FIG. 1 shows a flow diagram of a voice control method according to an embodiment of the present disclosure;

FIG. 2 is a schematic diagram of a voice control apparatus according to an embodiment of the present disclosure;

FIG. 3 illustrates a block diagram of one example of a voice control apparatus according to an embodiment of the present disclosure;

FIG. 4 illustrates an architecture diagram of a voice control device according to an embodiment of the present disclosure;

fig. 5 shows a schematic structural diagram of another voice control device according to an embodiment of the present disclosure.

Detailed Description

Hereinafter, preferred embodiments of the present disclosure will be described in detail with reference to the accompanying drawings. Note that in the present specification and the drawings, steps and elements having substantially the same structure are denoted by the same reference numerals, and repeated explanation of the steps and elements will be omitted.

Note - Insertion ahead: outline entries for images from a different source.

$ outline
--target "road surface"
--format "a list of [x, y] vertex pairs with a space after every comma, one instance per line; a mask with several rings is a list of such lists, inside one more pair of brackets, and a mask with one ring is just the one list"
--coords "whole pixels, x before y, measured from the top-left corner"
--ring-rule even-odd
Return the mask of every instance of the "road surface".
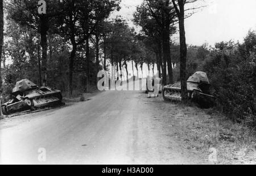
[[0, 162], [203, 164], [182, 148], [158, 103], [142, 91], [107, 91], [88, 101], [0, 120]]

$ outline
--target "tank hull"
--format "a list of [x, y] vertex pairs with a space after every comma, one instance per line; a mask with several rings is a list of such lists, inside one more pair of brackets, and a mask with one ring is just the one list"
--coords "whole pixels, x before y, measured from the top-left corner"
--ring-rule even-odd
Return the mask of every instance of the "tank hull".
[[62, 104], [62, 95], [59, 90], [34, 86], [23, 91], [17, 88], [14, 88], [14, 90], [12, 98], [1, 106], [3, 115]]
[[[211, 86], [207, 76], [202, 73], [196, 72], [188, 79], [188, 97], [189, 100], [199, 104], [203, 107], [208, 108], [214, 105], [215, 97], [210, 90]], [[204, 77], [201, 76], [202, 75]], [[202, 77], [204, 78], [202, 79], [203, 81], [200, 80]], [[181, 89], [180, 82], [164, 86], [163, 90], [164, 100], [181, 101]]]

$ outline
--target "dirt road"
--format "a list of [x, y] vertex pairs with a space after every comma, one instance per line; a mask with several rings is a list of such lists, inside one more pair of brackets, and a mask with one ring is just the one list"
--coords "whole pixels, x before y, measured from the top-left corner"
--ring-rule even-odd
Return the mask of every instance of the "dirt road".
[[[1, 162], [207, 163], [183, 147], [171, 115], [156, 106], [159, 103], [175, 110], [175, 105], [148, 99], [144, 92], [104, 91], [88, 101], [2, 120]], [[44, 149], [46, 160], [40, 162]]]

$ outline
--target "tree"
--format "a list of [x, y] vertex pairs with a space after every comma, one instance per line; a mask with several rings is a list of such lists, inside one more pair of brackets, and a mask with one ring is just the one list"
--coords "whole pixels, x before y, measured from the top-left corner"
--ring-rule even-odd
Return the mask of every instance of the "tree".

In the embodiment of the present disclosure, the voice control method and the voice control apparatus, the nonvolatile storage medium may be applied to an electronic device such as a mobile terminal, a personal computer, a laptop computer, and the like. The electronic equipment can execute the voice control method of the embodiment of the disclosure. For example, the voice control method of the embodiment of the present disclosure is made into an application program, the application program implementing the voice control method is installed on the electronic device, or a chip or a processor including the voice control apparatus or the storage medium of the embodiment of the present disclosure is installed. In this way, after the voice control method, apparatus or storage medium according to the embodiment of the present disclosure is executed, it is possible to perform voice control on any other application installed in the electronic device (or referred to as a third-party application), so as to implement voice interaction, even if the third-party application itself does not have a voice control function. When the third-party application program has the voice control function, the user can also choose not to apply the voice control function of the third-party application program, and choose to apply the voice control function of the embodiment of the disclosure, so that more selection experiences are provided for the user. Therefore, the voice control method or the voice control device of the embodiment of the disclosure can realize the voice control and management of the third-party application program under the condition of not modifying the third-party application program code and the operating system program code, thereby enhancing the functions of the electronic equipment and facilitating the use of users.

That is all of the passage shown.